Internacional Alemanha se defenderá contra minoria antivacina, diz Scholz 

Alemanha se defenderá contra minoria antivacina, diz Scholz 

Declaração ocorreu após operação em resposta a ameaças de morte contra líderes políticos

AFP
Olaf Scholz durante sessão plenária da Câmara Baixa do Parlamento alemão

Olaf Scholz durante sessão plenária da Câmara Baixa do Parlamento alemão

Annegret Hilse/Reuters - 15.12.2021

O novo chanceler da Alemanha, Olaf Scholz, afirmou nesta quarta-feira (15) que o país se defenderá contra uma "minoria de extremistas" antivacinas. A declaração foi dada após uma operação policial em resposta a ameaças de morte a líderes políticos que apoiam as medidas contra a pandemia de Covid-19.

A polícia da Saxônia, no leste da Alemanha, apoiada pelas forças especiais de intervenção, executou uma operação nesta quarta-feira em Dresden depois que o ministro-presidente regional, Michael Kretschmer, recebeu ameaças de morte por parte de opositores à vacinação.

O chanceler Scholz, que assumiu o cargo na semana passada, afirmou que a Alemanha "não permitirá que uma pequena minoria de extremistas tente impor sua vontade ao conjunto da sociedade".

Scholz fez as declarações pouco depois da operação, realizada em vários pontos de Dresden. A ação foi uma consequência da infiltração de jornalistas do canal público ZDF em um grupo do aplicativo de mensagens Telegram, em que ameaças de morte foram supostamente feitas a Michael Kretschmer.

O ministro-presidente da Saxônia, que pertence ao partido conservador CDU, é favorável à vacinação.

"As declarações de alguns membros do grupo sugerem que eles poderiam ter posse de armas", afirmou a polícia em um comunicado, sem especificar se houve alguma prisão.

As autoridades suspeitam de "preparação de atos violentos que ameaçam o Estado", explicou a polícia no Twitter.
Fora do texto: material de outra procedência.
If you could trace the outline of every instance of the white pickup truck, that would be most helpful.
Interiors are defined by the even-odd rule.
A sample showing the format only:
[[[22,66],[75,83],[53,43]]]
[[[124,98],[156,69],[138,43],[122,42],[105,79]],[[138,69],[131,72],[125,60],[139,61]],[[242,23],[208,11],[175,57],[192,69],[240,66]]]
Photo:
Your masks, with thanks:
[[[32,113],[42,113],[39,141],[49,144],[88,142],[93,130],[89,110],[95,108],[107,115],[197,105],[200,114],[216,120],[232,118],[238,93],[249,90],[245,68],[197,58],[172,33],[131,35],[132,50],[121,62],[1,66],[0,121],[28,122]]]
A Alemanha tem um forte movimento de oposição às restrições desde o início da pandemia, que está particularmente presente na Saxônia, estado que integrava a ex-Alemanha Oriental. A região é uma das mais afetadas pela atual onda de contágios de Covid-19 e tem uma taxa de vacinação inferior à média nacional.

"Negação da realidade"

"O que existe atualmente na Alemanha é a negação da realidade, as histórias de conspiração absurdas, a desinformação deliberada e o extremismo violento", lamentou o chefe de governo diante do Parlamento, antes de prometer uma resposta que vai "utilizar todos os recursos de nosso Estado democrático de Direito".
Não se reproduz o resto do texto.